Dean could be a bit more romantic when he wasn’t yoked to Jerry (That’s amore), and here he not only has Lana, pitching woo and anti-parimutual activity, but the unusually good cast above. (Paul Ford, Nita Talbot and Jack Albertson are also around.) Jack Rose produced and wrote, from a novel by Alexander Rose. The director is the sometimes more serious Daniel Mann (The Rose Tattoo).
Dean, like Jerry, was at his commerical (and even artistic) zenith in the late ’50s and early 60s, and it really is a shame they never got together again except for that brief hug engineered by Frank Sinatra at Lewis’ March of Dimes telethon. Too fast, too fleeting. Maybe Billy Wilder should have cast them in tandem after Peter Sellers’ heart attack in Kiss Me, Stupid opened up a part. (Jerry couldn’t have mugged more than Ray Walston. Ah, no, wouldn’t have worked.) In any case, when I was ten or so, they made me laugh. Like crazy.
The Spiders (Three Stars)
German: Fritz Lang, 1919-1920 (Kino Classics)

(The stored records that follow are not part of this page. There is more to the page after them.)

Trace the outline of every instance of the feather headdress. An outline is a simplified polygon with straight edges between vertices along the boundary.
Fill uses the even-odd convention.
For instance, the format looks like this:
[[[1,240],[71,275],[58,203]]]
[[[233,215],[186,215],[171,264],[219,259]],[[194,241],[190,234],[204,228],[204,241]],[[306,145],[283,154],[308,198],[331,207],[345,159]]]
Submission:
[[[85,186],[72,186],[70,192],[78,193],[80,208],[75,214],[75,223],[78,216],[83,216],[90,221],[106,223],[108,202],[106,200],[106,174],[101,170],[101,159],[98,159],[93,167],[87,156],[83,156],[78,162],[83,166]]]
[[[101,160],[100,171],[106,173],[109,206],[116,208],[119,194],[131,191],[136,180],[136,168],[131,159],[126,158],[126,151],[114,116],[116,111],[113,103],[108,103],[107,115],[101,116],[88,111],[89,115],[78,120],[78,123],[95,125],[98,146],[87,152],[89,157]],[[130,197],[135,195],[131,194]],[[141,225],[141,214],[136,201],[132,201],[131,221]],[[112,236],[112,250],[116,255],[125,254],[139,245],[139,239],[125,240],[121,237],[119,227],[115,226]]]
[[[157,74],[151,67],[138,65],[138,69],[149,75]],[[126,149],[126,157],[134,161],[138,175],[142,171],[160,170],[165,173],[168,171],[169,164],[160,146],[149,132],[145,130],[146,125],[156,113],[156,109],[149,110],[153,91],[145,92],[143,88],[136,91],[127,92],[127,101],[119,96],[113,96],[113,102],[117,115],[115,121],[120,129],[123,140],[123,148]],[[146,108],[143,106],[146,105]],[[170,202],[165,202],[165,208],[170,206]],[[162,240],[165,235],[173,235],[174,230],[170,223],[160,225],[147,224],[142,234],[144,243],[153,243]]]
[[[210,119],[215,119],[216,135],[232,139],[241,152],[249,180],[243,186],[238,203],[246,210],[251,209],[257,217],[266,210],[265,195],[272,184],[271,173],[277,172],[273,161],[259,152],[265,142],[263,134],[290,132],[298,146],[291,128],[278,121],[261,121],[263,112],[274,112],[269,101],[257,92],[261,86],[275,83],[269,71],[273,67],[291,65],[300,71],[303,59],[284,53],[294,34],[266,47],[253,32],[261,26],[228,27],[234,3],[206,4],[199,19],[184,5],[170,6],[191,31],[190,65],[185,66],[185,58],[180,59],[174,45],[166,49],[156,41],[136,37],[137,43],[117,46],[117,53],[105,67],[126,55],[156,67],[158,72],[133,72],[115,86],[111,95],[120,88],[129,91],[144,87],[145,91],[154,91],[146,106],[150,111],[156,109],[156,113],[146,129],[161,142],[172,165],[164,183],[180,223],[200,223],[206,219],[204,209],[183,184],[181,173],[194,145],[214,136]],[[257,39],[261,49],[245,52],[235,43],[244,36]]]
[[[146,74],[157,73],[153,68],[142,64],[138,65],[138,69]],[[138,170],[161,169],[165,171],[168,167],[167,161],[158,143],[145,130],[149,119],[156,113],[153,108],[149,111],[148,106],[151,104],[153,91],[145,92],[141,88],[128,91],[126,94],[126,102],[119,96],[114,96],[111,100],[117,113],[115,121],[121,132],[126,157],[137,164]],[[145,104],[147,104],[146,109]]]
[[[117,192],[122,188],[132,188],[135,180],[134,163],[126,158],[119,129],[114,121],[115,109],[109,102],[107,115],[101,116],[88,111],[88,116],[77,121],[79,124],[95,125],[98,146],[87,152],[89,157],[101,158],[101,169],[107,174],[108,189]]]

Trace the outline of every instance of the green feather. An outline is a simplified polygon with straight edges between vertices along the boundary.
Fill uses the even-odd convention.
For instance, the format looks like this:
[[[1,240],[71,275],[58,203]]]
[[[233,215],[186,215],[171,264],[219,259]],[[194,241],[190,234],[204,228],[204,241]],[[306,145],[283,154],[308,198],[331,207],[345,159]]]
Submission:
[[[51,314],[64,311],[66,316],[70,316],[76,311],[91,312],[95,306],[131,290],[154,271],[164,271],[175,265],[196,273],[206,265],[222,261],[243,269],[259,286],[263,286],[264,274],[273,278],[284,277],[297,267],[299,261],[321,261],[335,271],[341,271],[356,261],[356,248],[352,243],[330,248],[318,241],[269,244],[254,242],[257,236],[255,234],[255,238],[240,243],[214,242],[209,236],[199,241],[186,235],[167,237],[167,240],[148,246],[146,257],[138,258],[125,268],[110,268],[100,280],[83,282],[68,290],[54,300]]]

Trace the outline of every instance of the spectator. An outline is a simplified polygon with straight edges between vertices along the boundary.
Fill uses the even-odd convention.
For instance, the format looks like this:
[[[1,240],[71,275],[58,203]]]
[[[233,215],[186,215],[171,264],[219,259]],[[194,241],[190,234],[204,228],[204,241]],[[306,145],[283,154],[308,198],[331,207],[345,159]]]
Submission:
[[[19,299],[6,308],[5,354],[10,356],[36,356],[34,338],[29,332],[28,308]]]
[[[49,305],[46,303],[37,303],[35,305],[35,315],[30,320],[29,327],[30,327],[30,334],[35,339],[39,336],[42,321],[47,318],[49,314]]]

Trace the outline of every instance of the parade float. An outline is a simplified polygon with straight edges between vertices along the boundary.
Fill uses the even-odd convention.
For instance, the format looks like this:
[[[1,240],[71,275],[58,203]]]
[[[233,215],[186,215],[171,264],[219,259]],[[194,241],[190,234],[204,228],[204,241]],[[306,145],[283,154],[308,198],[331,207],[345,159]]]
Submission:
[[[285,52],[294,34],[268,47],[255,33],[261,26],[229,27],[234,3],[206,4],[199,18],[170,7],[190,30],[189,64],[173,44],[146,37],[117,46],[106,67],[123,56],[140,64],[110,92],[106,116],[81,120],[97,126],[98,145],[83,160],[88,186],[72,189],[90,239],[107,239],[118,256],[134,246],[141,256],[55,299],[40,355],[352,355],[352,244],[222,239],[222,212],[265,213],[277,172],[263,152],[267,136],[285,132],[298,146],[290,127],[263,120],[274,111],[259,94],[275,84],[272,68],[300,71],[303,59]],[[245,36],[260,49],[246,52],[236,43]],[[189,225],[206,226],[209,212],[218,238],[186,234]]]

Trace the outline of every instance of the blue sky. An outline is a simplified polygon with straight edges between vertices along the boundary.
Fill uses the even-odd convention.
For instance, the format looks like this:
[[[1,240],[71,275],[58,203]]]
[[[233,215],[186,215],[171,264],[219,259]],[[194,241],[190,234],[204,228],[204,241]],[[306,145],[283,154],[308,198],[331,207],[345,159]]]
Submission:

Fritz Lang (M, Metropolis, Die Nibelungen) was a master of horror, crime and adventure, and he combines them all — along with a dark touch of romance and a smidgen of humor– in this epic movie tale of lost treasure, exotic Peruvian climes, a daring adventurer (Carl de Vogt as the almost insanely courageous explorer from San Francisco, Kay Hoog), a band of ruthless criminals who tunnel under Chinatown and make up the international gang The Spiders, the priceless and elusive Buddha’s Head Diamond, the beauteous sun priestess Naela (Lil Dagover), and one of the more murderous of all femme fatales, the busty but perfidious Lio Sha (Ressel Orla).
This spectacular black and white silent movie was released in two episodes (both in this DVD) — Part One: The Golden Sea (1919) and Part Two: The Diamond Ship (1920) — and it was quite obviously influenced by Louis Feuillade’s French crime serials Judex, Fantomas and Les Vampires, which are better, but not by much. Serial followers with campier tastes might prefer the jovial, high-spirited nonsense of American cliff-hangers like The Perils of Pauline, but even considering The Spiders’ lack of humor, it’s easy to see that both Lang and Feuillade are superior artists, and that Lang would grow into an even more important one.
Only Hitler and the Nazis, worse monsters and more evil criminals than The Spiders, could drive out Lang and the other German and Austrian film noir greats to Hollywood, stopping his rise in his own country. But these remnants of high adventure remain. Confusion to The Spiders, and to their Nazi counterparts! (Silent movie with intertitles and music score by Ben Model.)